Regularizing Differentiable Architecture Search with Smooth Activation
Yanlin Zhou, Mostafa El-Khamy, Kee-Bong Song
TL;DR
This work tackles robustness and generalization gaps in differentiable architecture search by introducing SA-DARTS, a regularization that embeds architecture weights $\boldsymbol{\alpha}$ inside a smooth activation function. The resulting method mitigates skip-dominance and the discretization mismatch between the supernet and the final one-hot architecture, while preserving or improving search efficiency via SAC-DARTS with partial-channel. The authors demonstrate state-of-the-art performance on NAS-Bench-201, CIFAR/ImageNet classification, and super-resolution tasks, and show that the approach yields better loss landscapes and more robust operator ranking. The contributions provide a principled, low-overhead path to more reliable neural architecture search with broad practical impact across vision tasks and beyond.
Abstract
Differentiable Architecture Search (DARTS) is an efficient Neural Architecture Search (NAS) method but suffers from robustness, generalization, and discrepancy issues. Many efforts have been made towards the performance collapse issue caused by skip dominance with various regularization techniques towards operation weights, path weights, noise injection, and super-network redesign.

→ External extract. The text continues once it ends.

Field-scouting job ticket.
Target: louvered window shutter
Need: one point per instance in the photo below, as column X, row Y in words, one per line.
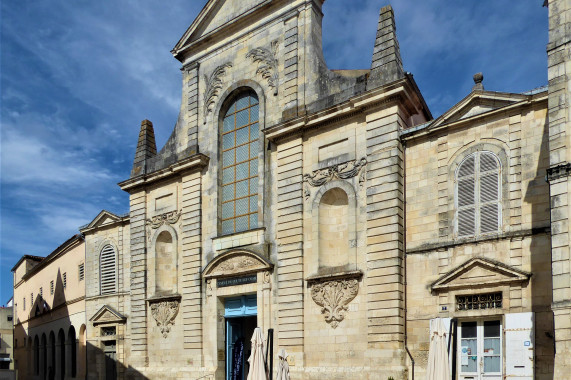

It had become questionable at a certain point if there could exist a better and more elegant way to retract the search to its intended goal -- NAS is a selection problem. In this paper, we undertake a simple but effective approach, named Smooth Activation DARTS (SA-DARTS), to overcome skip dominance and discretization discrepancy challenges. By leveraging a smooth activation function on architecture weights as an auxiliary loss, our SA-DARTS mitigates the unfair advantage of weight-free operations, converging to fanned-out architecture weight values, and can recover the search process from skip-dominance initialization. Through theoretical and empirical analysis, we demonstrate that the SA-DARTS can yield new state-of-the-art (SOTA) results on NAS-Bench-201, classification, and super-resolution. Further, we show that SA-DARTS can help improve the performance of SOTA models with fewer parameters, such as Information Multi-distillation Network on the super-resolution task.